Antiarrhythmic effects of interleukin 1 inhibition after myocardial infarction

Background: Interleukin 1β (IL-1β) is a key regulator of the inflammatory response after myocardial infarction (MI) by modulating immune cell recruitment, cytokine production, and extracellular matrix turnover. Elevated levels of IL-1β are associated with adverse remodeling, and inhibition of IL-1 signaling after MI results in improved contractile function. Objective: The goal of this study was to determine whether IL-1 signaling also contributes to post-MI arrhythmogenesis. Methods: MI was created in 2 murine models of elevated inflammation: atherosclerotic on the Western diet or wild-type with a subseptic dose of lipopolysaccharide. The role of IL-1β was assessed with the IL-1 receptor antagonist anakinra (10 mg/(kg·d), starting 24 hours post-MI). Results: In vivo and ex vivo molecular imaging showed reduced myocardial inflammation after a 4-day course of anakinra treatment, despite no change in infarct size. At day 5 post-MI, high-speed optical mapping of transmembrane potential and intracellular Ca²⁺ in isolated hearts revealed that IL-1β inhibition improved conduction velocity, reduced action potential duration dispersion, improved intracellular Ca²⁺ handling, decreased transmembrane potential and Ca²⁺ alternans magnitude, and reduced spontaneous and inducible ventricular arrhythmias.

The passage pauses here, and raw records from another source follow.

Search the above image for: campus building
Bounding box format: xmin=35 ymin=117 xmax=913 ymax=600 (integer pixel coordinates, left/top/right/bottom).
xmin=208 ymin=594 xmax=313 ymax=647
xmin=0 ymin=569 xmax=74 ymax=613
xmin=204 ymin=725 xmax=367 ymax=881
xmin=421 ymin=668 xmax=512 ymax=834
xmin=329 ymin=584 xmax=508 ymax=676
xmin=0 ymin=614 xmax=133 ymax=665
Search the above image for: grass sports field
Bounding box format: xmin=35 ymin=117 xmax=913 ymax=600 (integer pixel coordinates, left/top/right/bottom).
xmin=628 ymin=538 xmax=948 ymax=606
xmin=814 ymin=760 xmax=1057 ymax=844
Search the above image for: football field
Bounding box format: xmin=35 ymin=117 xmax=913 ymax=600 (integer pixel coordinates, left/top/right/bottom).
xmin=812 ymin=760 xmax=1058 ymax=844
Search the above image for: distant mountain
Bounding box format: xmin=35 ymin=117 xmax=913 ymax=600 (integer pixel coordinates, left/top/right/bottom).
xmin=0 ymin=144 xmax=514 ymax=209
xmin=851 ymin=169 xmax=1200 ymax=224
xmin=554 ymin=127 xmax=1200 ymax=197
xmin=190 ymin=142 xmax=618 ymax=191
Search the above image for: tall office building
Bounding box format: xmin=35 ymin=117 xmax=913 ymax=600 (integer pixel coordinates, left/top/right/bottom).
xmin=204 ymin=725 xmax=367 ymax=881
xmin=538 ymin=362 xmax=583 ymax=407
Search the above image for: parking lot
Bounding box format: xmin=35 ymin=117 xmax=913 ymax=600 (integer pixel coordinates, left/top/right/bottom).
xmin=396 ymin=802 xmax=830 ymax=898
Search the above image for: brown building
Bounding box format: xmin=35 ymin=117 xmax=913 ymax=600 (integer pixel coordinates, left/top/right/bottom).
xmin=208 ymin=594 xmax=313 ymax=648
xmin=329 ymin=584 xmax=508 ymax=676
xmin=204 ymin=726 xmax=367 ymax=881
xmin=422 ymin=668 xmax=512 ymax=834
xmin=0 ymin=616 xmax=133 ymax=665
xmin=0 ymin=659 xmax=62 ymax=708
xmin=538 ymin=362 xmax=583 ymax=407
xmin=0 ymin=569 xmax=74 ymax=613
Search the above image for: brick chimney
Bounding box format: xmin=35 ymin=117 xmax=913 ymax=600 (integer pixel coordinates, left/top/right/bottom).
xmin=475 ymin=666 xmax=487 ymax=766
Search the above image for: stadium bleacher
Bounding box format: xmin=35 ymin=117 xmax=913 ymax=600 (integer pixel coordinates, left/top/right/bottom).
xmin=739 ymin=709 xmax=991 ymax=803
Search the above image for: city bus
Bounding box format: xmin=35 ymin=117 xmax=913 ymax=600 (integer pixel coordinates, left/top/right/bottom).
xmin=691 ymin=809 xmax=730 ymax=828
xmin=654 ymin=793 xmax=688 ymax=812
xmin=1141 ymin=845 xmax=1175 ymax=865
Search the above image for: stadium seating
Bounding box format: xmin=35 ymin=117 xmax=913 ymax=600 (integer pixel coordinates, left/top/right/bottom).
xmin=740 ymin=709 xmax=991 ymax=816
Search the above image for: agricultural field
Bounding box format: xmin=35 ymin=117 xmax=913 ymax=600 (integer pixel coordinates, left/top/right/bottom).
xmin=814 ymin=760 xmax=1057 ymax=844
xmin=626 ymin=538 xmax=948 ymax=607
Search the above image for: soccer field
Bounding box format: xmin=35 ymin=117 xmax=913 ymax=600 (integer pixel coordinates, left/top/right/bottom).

These functional improvements were linked to increased expression of connexin 43 and sarcoplasmic reticulum Ca²⁺-ATPase. Conclusion: This study revealed a novel mechanism for IL-1β in contributing to defective excitation-contraction coupling and arrhythmogenesis in the post-MI heart. Our results suggest that inhibition of IL-1 signaling post-MI may represent a novel antiarrhythmic therapy.